9.6.1. 采用 Conv2DTranspose 重建图像

采用 Conv2DTranspose 重建图像.

def autoencoderConv2D_1(input_shape=(28, 28, 1), 
                        filters=[32, 64, 128, 10]):
    input_img = Input(shape=input_shape)
    if input_shape[0] % 8 == 0:
        pad3 = 'same'
    else:
        pad3 = 'valid'
    x = Conv2D(filters[0], 
               5, 
               strides=2, 
               padding='same', 
               activation='relu', 
               name='conv1', 
               input_shape=input_shape)(input_img)

    x = Conv2D(filters[1], 
               5, 
               strides=2, 
               padding='same', 
               activation='relu', 
               name='conv2')(x)

    x = Conv2D(filters[2], 
               3, 
               strides=2, 
               padding=pad3, 
               activation='relu', 
               name='conv3')(x)

    x = Flatten()(x)
    encoded = Dense(units=filters[3], name='embedding')(x)
    x = Dense(
        units=filters[2]*int(input_shape[0]/8)*int(input_shape[0]/8), 
        activation='relu')(encoded)

    x = Reshape(
        (int(input_shape[0]/8), 
         int(input_shape[0]/8), 
         filters[2]))(x)
    x = Conv2DTranspose(filters[1], 
                        3, 
                        strides=2, 
                        padding=pad3, 
                        activation='relu', 
                        name='deconv3')(x)

    x = Conv2DTranspose(filters[0], 
                        5, 
                        strides=2, 
                        padding='same', 
                        activation='relu', 
                        name='deconv2')(x)

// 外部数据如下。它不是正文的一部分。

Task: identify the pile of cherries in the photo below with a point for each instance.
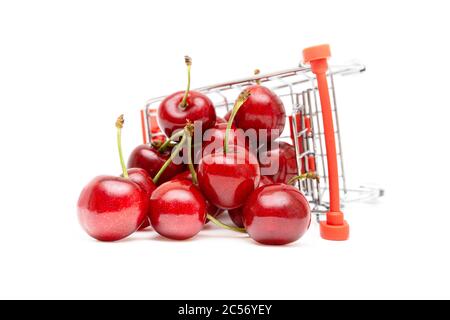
(177, 198)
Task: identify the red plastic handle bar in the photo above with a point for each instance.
(335, 227)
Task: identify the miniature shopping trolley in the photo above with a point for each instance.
(308, 93)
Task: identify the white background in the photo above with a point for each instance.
(69, 68)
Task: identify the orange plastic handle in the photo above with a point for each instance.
(335, 227)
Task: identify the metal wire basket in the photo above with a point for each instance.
(298, 89)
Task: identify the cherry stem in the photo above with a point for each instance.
(256, 72)
(189, 150)
(119, 125)
(223, 225)
(188, 62)
(175, 136)
(174, 153)
(308, 175)
(237, 105)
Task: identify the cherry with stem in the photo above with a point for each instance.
(186, 138)
(239, 102)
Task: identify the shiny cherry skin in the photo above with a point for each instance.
(227, 180)
(220, 120)
(281, 161)
(276, 214)
(112, 208)
(177, 210)
(142, 179)
(227, 115)
(171, 116)
(147, 157)
(236, 214)
(262, 110)
(210, 208)
(213, 140)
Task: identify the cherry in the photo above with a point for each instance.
(210, 208)
(177, 210)
(182, 106)
(236, 214)
(262, 110)
(227, 115)
(220, 120)
(143, 180)
(191, 227)
(149, 158)
(276, 214)
(214, 139)
(281, 161)
(227, 177)
(111, 208)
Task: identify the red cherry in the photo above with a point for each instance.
(227, 179)
(147, 157)
(236, 214)
(213, 139)
(228, 115)
(210, 208)
(172, 117)
(220, 120)
(177, 210)
(282, 163)
(276, 214)
(262, 110)
(180, 107)
(142, 179)
(112, 208)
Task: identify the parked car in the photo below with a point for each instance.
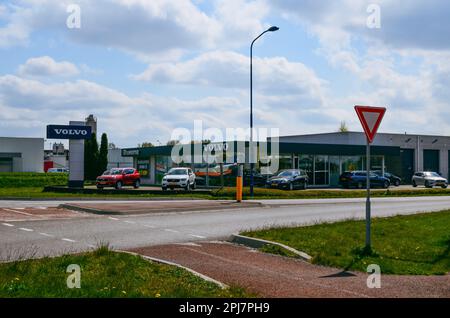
(258, 178)
(289, 179)
(393, 179)
(429, 179)
(119, 177)
(58, 170)
(179, 178)
(357, 179)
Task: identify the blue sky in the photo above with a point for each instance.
(144, 68)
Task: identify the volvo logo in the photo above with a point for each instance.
(68, 132)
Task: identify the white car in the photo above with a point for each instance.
(429, 179)
(179, 178)
(58, 170)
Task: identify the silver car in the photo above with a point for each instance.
(179, 178)
(429, 179)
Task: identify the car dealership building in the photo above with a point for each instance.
(323, 156)
(21, 154)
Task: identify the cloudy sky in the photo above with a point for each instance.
(145, 67)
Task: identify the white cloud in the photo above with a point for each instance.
(228, 69)
(46, 66)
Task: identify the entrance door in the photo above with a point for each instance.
(6, 165)
(431, 160)
(407, 161)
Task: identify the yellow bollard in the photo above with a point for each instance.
(238, 189)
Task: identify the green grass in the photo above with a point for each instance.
(263, 193)
(31, 179)
(415, 244)
(105, 274)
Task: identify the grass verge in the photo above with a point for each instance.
(105, 273)
(33, 192)
(415, 244)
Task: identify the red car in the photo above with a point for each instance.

    decoded = Conv2DTranspose(input_shape[2], 
                              5, 
                              strides=2, 
                              padding='same', 
                              name='deconv1')(x)
    return Model(inputs=input_img, 
                 outputs=decoded, 
                 name='AE'), 
           Model(inputs=input_img, 
                 outputs=encoded, 
                 name='encoder')

9.6.2. 采用 UpSampling2D 重建图像

采用 UpSampling2D 重建图像.


def autoencoderConv2D_2(img_shape=(28, 28, 1)):
    """
    Conv2D auto-encoder model.
    Arguments:
        img_shape: e.g. (28, 28, 1) for MNIST
    return:
        (autoencoder, encoder), 
        Model of autoencoder and model of encoder
    """
    input_img = Input(shape=img_shape)
    # Encoder
    x = Conv2D(16, 
               (3, 3), 
               activation='relu', 
               padding='same', 
               strides=(2, 2))(input_img)
    x = Conv2D(8, 
               (3, 3), 
               activation='relu', 
               padding='same', 
               strides=(2, 2))(x)
    x = Conv2D(8, 
               (3, 3), 
               activation='relu', 
               padding='same', 
               strides=(2, 2))(x)
    shape_before_flattening = K.int_shape(x)
    # at this point the representation is (4, 4, 8) i.e. 128-dimensional
    x = Flatten()(x)
    encoded = Dense(10, activation='relu', name='encoded')(x)

    # Decoder
    x = Dense(np.prod(shape_before_flattening[1:]),
              activation='relu')(encoded)
    # Reshape into an image of the same shape as before our last `Flatten` layer
    x = Reshape(shape_before_flattening[1:])(x)

    x = Conv2D(8, (3, 3), activation='relu', padding='same')(x)
    x = UpSampling2D((2, 2))(x)
    x = Conv2D(8, (3, 3), activation='relu', padding='same')(x)
    x = UpSampling2D((2, 2))(x)
    x = Conv2D(16, (3, 3), activation='relu')(x)
    x = UpSampling2D((2, 2))(x)
    decoded = Conv2D(1, (3, 3), activation='sigmoid', padding='same')(x)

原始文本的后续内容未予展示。